The film quickly established dominance across domestic and overseas markets and is widely regarded as one of the highest-grossing Hindi films of the year, with trade analysts noting that its theatrical run remains strong.
Starring Ranveer Singh alongside Akshaye Khanna, Sanjay Dutt, R Madhavan, Arjun Rampal and Sara Arjun, the film initially presents itself as a familiar big-budget spy thriller. Its marketing promises scale, violence and spectacle—hallmarks of contemporary Bollywood espionage cinema. However, the film ultimately distinguishes itself by subverting many of those expectations.
Rather than portraying espionage as glamorous fantasy, Aditya Dhar frames it as a prolonged psychological ordeal. "Dhurandhar" treats spycraft not as a stylish profession but as an existence marked by isolation, fear and moral compromise. As per several Indian news outlet's reviews and comments, violence in the film is raw and unsettling, presented as consequence rather than spectacle.

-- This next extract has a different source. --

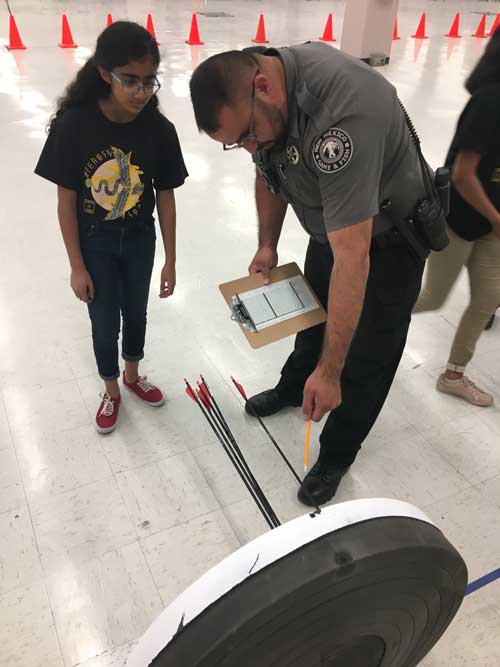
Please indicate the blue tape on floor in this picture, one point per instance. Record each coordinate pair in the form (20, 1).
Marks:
(482, 581)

Set largely in Karachi's Lyari area, the narrative follows Hamza, an undercover Indian agent who enters hostile territory without heroic swagger. He is tested constantly, forced to negotiate survival before ideology. Even stripped of its undercover identity, the film functions effectively as a story of a man's gradual rise within a brutal underworld, shaped by power struggles, loyalty and fear.
As a result, "Dhurandhar" operates on two parallel tracks: a grounded spy thriller and an underworld ascent drama. The film also resists the globe-trotting tendencies typical of the genre. Its extended runtime unfolds within a tightly controlled geographical and emotional space, relying on chapters, long silences and dialogue-driven scenes. The pacing reflects the realities of intelligence work—defined by waiting, observation and sudden ruptures rather than continuous action.
Several reviewers have also mentioned that production design plays a crucial role in grounding the narrative. Lyari is depicted as a living, oppressive environment—dusty, crowded and worn down by time and violence.
The music similarly avoids exoticising Pakistan, blending qawwali, retro Bollywood, Punjabi folk and disco elements to create unease rather than romanticism.
Ranveer Singh delivers a restrained performance built on controlled stillness and calculated silence, while Akshaye Khanna provides emotional counterbalance through measured authority and quiet empathy.
Though not without flaws, the romantic subplot feels underdeveloped and the length demands patience, "Dhurandhar" remains resolute in its vision, as some explained. Moreover, in a genre crowded with glossy spy fantasies, the film stands apart by denying comfort and confronting audiences with a stark, morally complex reality, making it one of the most significant Hindi releases of the year.